Importer le lait comme le pétrole?
Par Michel Verrier, dimanche 1 juin 2008 à 11:22 :: économie :: permalien #55
"Les points de vue diffèrent: la chute du prix du lait c'est bon pour nous, les consommateurs, et durs pour les paysans", la vidéo ci-dessous résume les enjeux de la grève.
Les laiteries achètent actuellement le litre entre 25 et 35 cent à la ferme, contre 42, 43 cent jusqu'en février dernier. Leurs incitations à produire plus et la hausse de 2,5% des quotas laitiers européens aurait abouti à une « surproduction » d'1 millions de tonnes de litre environ, qui a fait sévèrement chuter les cours. Au tarif actuel, les paysans qui mènent le conflit assurent qu'ils ne peuvent pas vivre décemment. La hausse de 7% des coût dans les élevages -énergie, fourrage, nourriture animale- a été parallèle en effet à la chute du prix du litre.
Une vrai ruine, selon la BDM, qui a donc décidé de prendre le taureau par les cornes. La fédération rassemble 30 000 des 110000 producteurs de laits allemands environ. Ils produisent 35 000 des 75 000 tonnes de lait livrées chaque jour. Elle revendique un prix de vente de base de 40 cent le litre aujourd'hui, « indispensable » pour que les exploitations survivent.
. La BDM s'insurge également contre le prix de vente du litre de lait qui arrive à 61 cent "au moins", dans les rayons, après voir été acheté 26 à la ferme.
Le croquis ci-dessous donne une idée de la répartition des coûts (livraison, traitement, emballage, stockage...).
Les producteurs de lait redoutent au fond les « menaces » de Lars Hoelgaard, représentant de la commission européenne, le 13 février à Bruxelles. Face à leur revendication d'un « juste prix » de vente du litre, il leur conseilla de rentabiliser leur production. «Si vous n'êtes pas capables de produire à 28 cent le litre, d'autres le feront ». Si on ne produit plus le lait dans notre pays, on l'importera comme le pétrole traduisent les paysans bavarois.
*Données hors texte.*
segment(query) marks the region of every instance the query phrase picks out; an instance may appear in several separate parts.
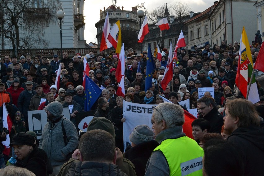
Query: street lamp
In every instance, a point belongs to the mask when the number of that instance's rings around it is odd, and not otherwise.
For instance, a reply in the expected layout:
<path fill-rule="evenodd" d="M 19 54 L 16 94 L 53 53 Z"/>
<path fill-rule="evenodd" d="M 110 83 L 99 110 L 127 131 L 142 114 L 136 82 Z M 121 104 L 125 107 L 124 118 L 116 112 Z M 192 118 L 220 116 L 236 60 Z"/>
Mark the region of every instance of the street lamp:
<path fill-rule="evenodd" d="M 57 17 L 58 19 L 59 20 L 59 27 L 60 29 L 60 54 L 61 55 L 61 59 L 62 59 L 63 53 L 62 53 L 62 33 L 61 30 L 61 20 L 63 19 L 63 17 L 64 16 L 64 14 L 63 13 L 63 12 L 62 10 L 59 10 L 57 12 Z"/>
<path fill-rule="evenodd" d="M 137 15 L 138 15 L 138 17 L 139 18 L 140 20 L 140 28 L 141 28 L 141 19 L 143 17 L 144 15 L 144 12 L 142 10 L 139 10 L 138 11 L 138 12 L 137 12 Z M 142 43 L 141 43 L 141 52 L 143 52 L 143 49 L 142 49 Z"/>

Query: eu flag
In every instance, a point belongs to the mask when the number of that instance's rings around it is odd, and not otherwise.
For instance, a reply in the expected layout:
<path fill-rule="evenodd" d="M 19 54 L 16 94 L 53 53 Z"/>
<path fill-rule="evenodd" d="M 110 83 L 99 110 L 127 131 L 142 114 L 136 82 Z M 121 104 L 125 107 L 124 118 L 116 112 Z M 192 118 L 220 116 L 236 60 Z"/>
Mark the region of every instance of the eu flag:
<path fill-rule="evenodd" d="M 102 90 L 91 78 L 85 75 L 84 88 L 84 111 L 90 111 L 91 108 L 102 93 Z"/>
<path fill-rule="evenodd" d="M 151 53 L 151 49 L 150 45 L 148 44 L 148 49 L 147 50 L 147 69 L 146 71 L 146 79 L 145 79 L 145 91 L 148 90 L 152 87 L 152 78 L 153 75 L 152 71 L 154 69 L 154 63 L 153 58 L 152 58 L 152 54 Z"/>

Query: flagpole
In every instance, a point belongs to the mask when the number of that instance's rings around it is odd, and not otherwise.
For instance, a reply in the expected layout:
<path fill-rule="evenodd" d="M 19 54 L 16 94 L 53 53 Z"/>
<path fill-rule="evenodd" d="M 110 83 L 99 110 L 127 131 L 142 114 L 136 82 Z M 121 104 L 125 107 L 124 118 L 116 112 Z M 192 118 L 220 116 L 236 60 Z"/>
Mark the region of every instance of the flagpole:
<path fill-rule="evenodd" d="M 249 90 L 250 90 L 250 87 L 251 86 L 251 81 L 253 79 L 253 77 L 255 74 L 254 72 L 255 69 L 253 68 L 252 71 L 252 73 L 251 74 L 251 77 L 250 77 L 250 80 L 249 81 L 249 86 L 248 87 L 248 90 L 247 90 L 247 96 L 246 97 L 246 100 L 247 100 L 248 98 L 249 98 Z"/>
Une crainte qui, fondée ou non, résume les craintes des campagnes à l'égard de la globalisation.
80% des producteurs seraient dans le mouvement assure Romuald Schaber, président de la BDM qui prédit que les rayons des supermarchés manqueront bientôt de lait et de yaourts. Une menace qui n'impressionne pas Michael Brandl responsable de la fédération des industries du lait. « Cela signifierait que plus de 90 000 paysans suivraient le mouvement. Une blague! Et puis en cas de besoin les laiteries s'approvisionneront sur le marché européen. »
La BDM appelle donc les producteurs de lait des pays voisins à empêcher les laiteries allemandes de briser le mouvement en s'approvisionnant chez eux. La fédération fait en même temps le bras de fer avec la puissante fédération des paysans allemands, qui « laisse tomber » les producteurs de lait, selon la BDM. La grève du lait est aussi une lutte d'influence dans les campagnes.
Face aux industriels du lait les producteurs ne font guère le poids. Les super-marchés allemands, Aldi, Lidl, Edeka contrôlent 50% du marché. Les cinq plus gros industriels laitiers 50% de la distribution. Selon la fédération des industries du lait la chute des livraisons représentait seulement de 5 à 30% des besoins des laiteries mardi. Mais « Un boycott de 50% durant une semaine rendrait difficile l'approvisionnement en lait frais, reconnaît Eckard Heuser, porte parole des industriels ». Industriels et paysans ont décidé de nouer le contact pour sortir du conflit, et devraient se rencontrer ce dimanche soir à Berlin.